Julianna Barwick come una terapia
Healing Is a Miracle di Julianna Barwick offre ambient music terapeutica, con ospite Jónsi
Per ragioni evidenti, “guarigione” è una parola chiave ai giorni nostri. A quel processo rigenerativo attribuisce qualità “miracolose” l’intestazione del nuovo lavoro di Julianna Barwick: quarantunenne compositrice e cantante originaria della Louisiana, dove da bambina fu componente del coro nella chiesa in cui suo padre era pastore. Approdata nel 2000 a New York, cominciò a usare la propria voce da soprano in altro modo dopo che un amico le regalò una loop station, moltiplicandone artificialmente i gorgheggi non verbali. Esibendosi dal vivo e producendo i primi dischi divenne figura di culto in città, al punto da spingere il “New York Times” a definirla nel 2009 “la nuova Enya”: apprezzamento a doppio taglio, in verità. Anche perché, ad ascoltare meglio, dietro una superficiale patina “new age” si nasconde un microcosmo sonoro più complesso.
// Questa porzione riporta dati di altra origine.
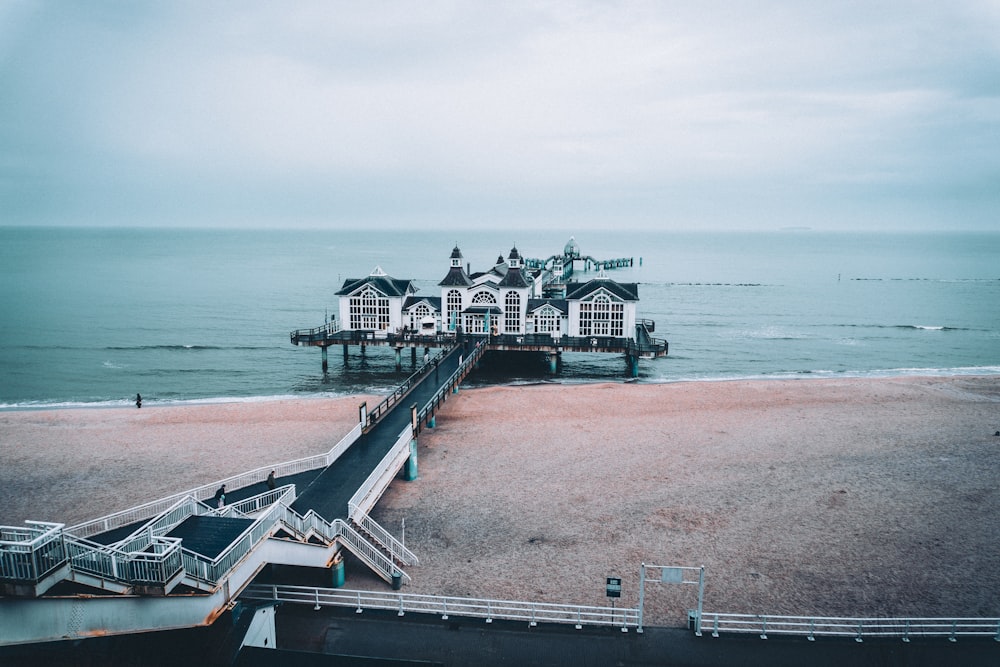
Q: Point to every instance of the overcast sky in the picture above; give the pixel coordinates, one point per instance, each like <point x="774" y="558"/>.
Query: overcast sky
<point x="689" y="114"/>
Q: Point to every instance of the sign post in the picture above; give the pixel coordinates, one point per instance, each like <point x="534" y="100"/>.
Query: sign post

Esibendosi dal vivo e producendo i primi dischi divenne figura di culto in città, al punto da spingere il “New York Times” a definirla nel 2009 “la nuova Enya”: apprezzamento a doppio taglio, in verità.
Prendiamo Healing Is a Miracle, quarto album in carriera: significativo già nelle premesse, poiché portatore di novità che riguardano sia l’habitat sociale nel quale ha preso forma (l’autrice si è trasferita dal 2016 a Los Angeles) sia la collocazione discografica (ora presso Ninja Tune, etichetta londinese in apparenza distante da lei, essendo radicata nella sfera del clubbing), ma soprattutto un’apertura verso l’esterno mai sperimentata in precedenza. Lo testimoniano gli ospiti che le sono stati complici nella circostanza: l’arpista connazionale Mary Lattimore, che conferisce grazia all’ambient serafica di “Oh, Memory”, e il produttore californiano di scuola hip hop Nosaj Thing, cui si deve la scarna intelaiatura ritmica di “Nod”, in chiusura di sequenza. Il nome di richiamo, tuttavia, è quello di Jónsi Birgisson dei Sigur Rós: «la voce migliore al mondo«, a detta della protagonista, entrata nella sua orbita all’epoca del secondo album Nepenthe, prodotto da Alex Somers, partner abituale dell’artista islandese, qui all’opera nel duetto che anima “In Light”, infuso di spleen celestiale.
In un brano del genere affiora una sorprendente analogia con il “post punk” metafisico dei Cocteau Twins, mentre dall’afflato mistico di “Safe” trapela in controluce il profilo ascetico di Arvo Pärt e l’elegia oceanica che dà titolo all’intera raccolta avvicina Barwick all’affine contemporanea Julia Holter, quando invece “Flowers” contrasta la quiete circostante con un crescendo minaccioso della pulsazione elettronica. Dovendo indicare però un singolo episodio in grado di sintetizzarne la poetica musicale, sceglieremmo “Inspirit”, non a caso deputato all’introduzione.
Forse non farà miracoli, ma Healing Is a Miracle è un disco che potrebbe avere davvero proprietà terapeutiche.